La brisa del verano acurrucó tu historia hirsuta, innegable,
ilusa, común; la chica buena de la película tomó tu mano exactamente cuando el
pianista del Munich; gran pub del centro de esa Lima ordenada que tanto te
fastidiaba; no era como la de tu época universitaria, tan caótica y
desenfrenada; interpretó la gran canción francesa “El Paraguas de
Cherburgo”, tema de la película del mismo nombre y del mismo país, tan
irreprimiblemente tristona de finales lacerantes, inquietantes, inusuales; me
besaste apasionadamente y tan sorpresivamente, elucubré; sin embargo años
después, mi amigo Juan disipó mi pensamiento y señaló que simplemente fueron los efectos
del buen alcohol provenientes de esos piscos que nos embriagaba de amor y de
besos impropios lanzados en una mesa casi alejada del artista del piano
impecablemente vestido de un milenario frag que disimulaba su ajetreo con el talento y embrujo
que desplegaba el pianista con sus dedos esqueléticos en ese instrumento de
inagotables años quizás carcomido por el humo de los cigarrillos consumidos por
chicas que destilaban su sensualidad hasta cuando parpadeaban.
Cuando mis labios mordías acaramelada
mente, mi cabeza daba vueltas innumerables como avión Concorde en vuelo
inaugural, cuando lograba vencer la velocidad del sonido, tu vencías mi
coraza irascible y yo me acercaba a tu corazón sigilosamente, eso pensé.
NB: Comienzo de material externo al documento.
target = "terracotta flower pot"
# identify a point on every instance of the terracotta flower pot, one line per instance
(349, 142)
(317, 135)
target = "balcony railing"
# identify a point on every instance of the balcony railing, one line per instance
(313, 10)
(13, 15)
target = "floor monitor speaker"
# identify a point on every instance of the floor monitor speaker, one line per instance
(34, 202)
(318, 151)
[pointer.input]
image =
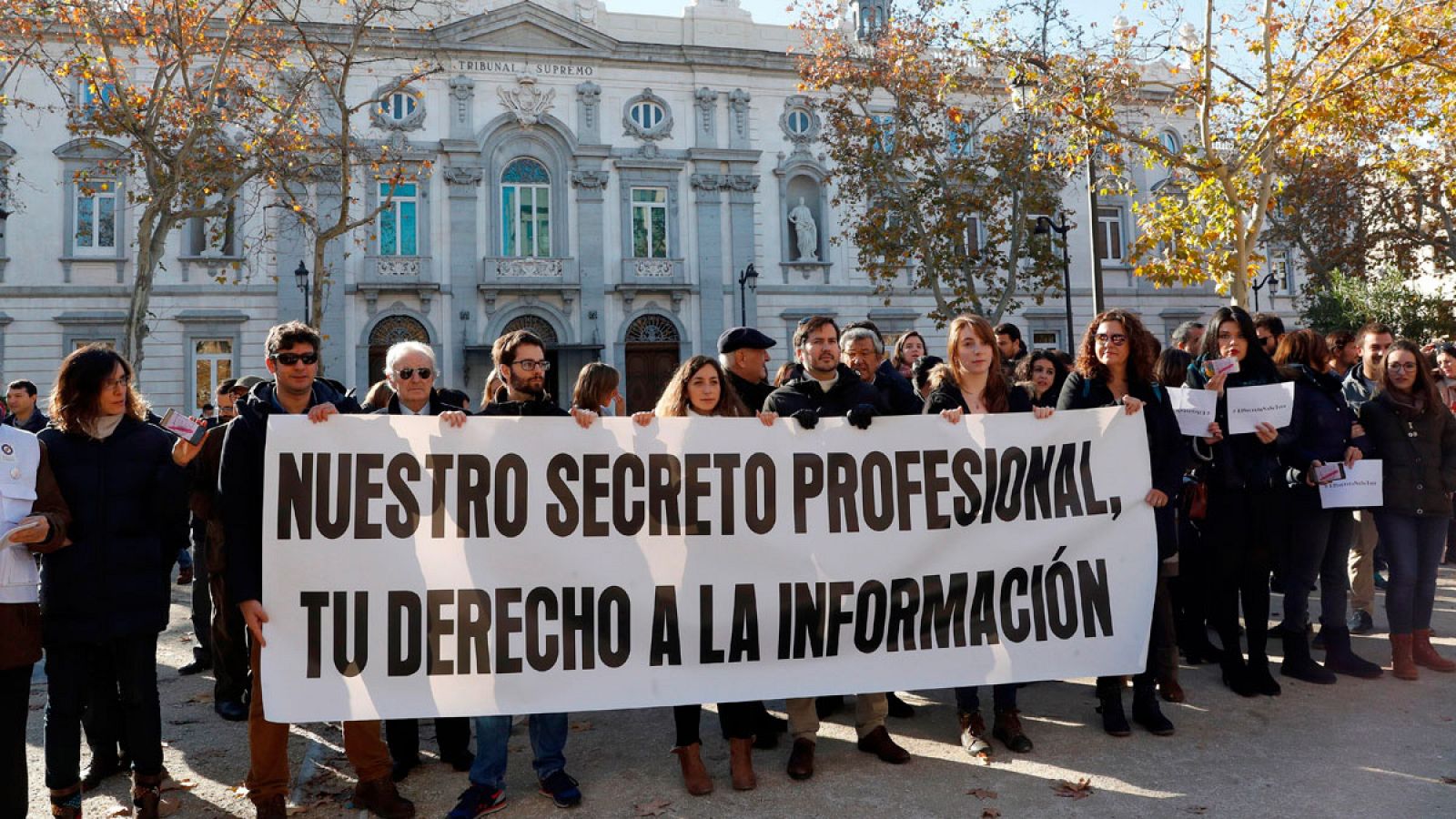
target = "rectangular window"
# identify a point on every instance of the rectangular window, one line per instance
(650, 223)
(95, 232)
(526, 220)
(398, 223)
(211, 365)
(1108, 237)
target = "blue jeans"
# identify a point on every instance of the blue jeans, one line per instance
(1412, 547)
(492, 734)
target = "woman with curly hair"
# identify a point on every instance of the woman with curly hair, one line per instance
(1116, 368)
(699, 388)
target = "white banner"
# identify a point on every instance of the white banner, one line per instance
(524, 564)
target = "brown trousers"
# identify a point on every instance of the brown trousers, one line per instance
(268, 748)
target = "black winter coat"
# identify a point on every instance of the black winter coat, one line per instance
(805, 394)
(128, 521)
(1165, 446)
(240, 481)
(1238, 462)
(895, 392)
(1419, 457)
(1320, 429)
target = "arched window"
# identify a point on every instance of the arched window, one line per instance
(526, 208)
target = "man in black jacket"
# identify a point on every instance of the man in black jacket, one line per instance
(744, 354)
(826, 388)
(293, 359)
(830, 389)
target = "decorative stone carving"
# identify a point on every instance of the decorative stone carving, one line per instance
(531, 268)
(458, 175)
(526, 101)
(654, 268)
(589, 179)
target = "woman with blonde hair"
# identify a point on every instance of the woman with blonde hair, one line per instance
(699, 388)
(973, 382)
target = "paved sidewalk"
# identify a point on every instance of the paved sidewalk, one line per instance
(1359, 748)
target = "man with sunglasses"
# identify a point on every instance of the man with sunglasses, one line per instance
(293, 360)
(521, 359)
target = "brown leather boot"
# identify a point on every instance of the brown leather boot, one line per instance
(1424, 653)
(695, 775)
(66, 804)
(1402, 663)
(382, 799)
(740, 763)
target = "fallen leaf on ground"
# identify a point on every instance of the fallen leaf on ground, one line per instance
(1079, 789)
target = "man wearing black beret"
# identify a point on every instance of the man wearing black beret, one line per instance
(744, 354)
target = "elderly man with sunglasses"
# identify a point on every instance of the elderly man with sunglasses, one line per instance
(293, 360)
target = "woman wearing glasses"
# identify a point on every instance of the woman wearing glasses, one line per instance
(106, 596)
(1414, 436)
(1245, 523)
(1116, 368)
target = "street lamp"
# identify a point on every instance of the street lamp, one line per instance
(1046, 228)
(1264, 281)
(302, 278)
(747, 280)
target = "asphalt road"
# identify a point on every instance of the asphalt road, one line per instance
(1359, 748)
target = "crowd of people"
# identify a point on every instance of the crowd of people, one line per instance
(99, 501)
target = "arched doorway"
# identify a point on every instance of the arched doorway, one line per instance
(652, 356)
(389, 331)
(546, 332)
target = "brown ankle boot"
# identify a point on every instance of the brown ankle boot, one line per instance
(695, 775)
(1402, 662)
(1424, 653)
(66, 804)
(740, 763)
(382, 799)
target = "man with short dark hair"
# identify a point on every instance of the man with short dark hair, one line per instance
(744, 354)
(827, 388)
(1188, 337)
(293, 359)
(1269, 329)
(24, 414)
(521, 360)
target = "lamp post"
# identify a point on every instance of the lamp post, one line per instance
(747, 280)
(1046, 228)
(302, 278)
(1264, 281)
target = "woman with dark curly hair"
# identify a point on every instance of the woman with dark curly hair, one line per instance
(1116, 368)
(106, 596)
(1247, 519)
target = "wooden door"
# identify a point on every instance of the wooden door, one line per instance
(648, 369)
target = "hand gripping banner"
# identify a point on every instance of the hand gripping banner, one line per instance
(521, 566)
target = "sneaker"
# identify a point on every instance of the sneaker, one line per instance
(1361, 622)
(561, 789)
(478, 800)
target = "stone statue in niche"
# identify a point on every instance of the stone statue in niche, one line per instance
(805, 232)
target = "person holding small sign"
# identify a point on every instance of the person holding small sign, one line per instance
(1414, 435)
(701, 388)
(1317, 446)
(972, 382)
(1116, 366)
(1245, 522)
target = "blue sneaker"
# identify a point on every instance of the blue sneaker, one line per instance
(561, 789)
(478, 800)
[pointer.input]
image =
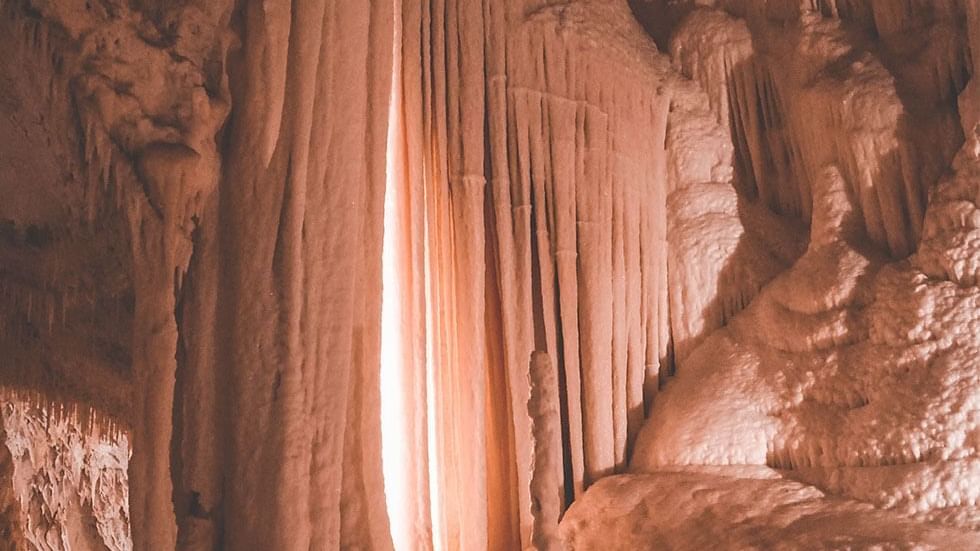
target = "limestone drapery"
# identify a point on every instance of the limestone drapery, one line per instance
(534, 146)
(279, 439)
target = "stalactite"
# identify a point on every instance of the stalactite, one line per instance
(546, 486)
Bebiste el último sorbo de tu pisco sour
bien peruano y me dijiste... amor el paraguas tiene huequitos y por ellos pasa
la luz de tu vida y me encaras que tienes el presentimiento que te da tu
juventud, de que eres un amor de persona pero que el tren del tiempo a partir
está, es próximo en la estación y que sólo tienes un boleto; ante mis ojos
convalecientes de ilusión; descerrajaste la frase primigenia y muy sabia que yo
bien percibía, y ahora alejado del tiempo comprendo totalmente; que nunca
estuve en tu lista de tus pasajeros ilustres.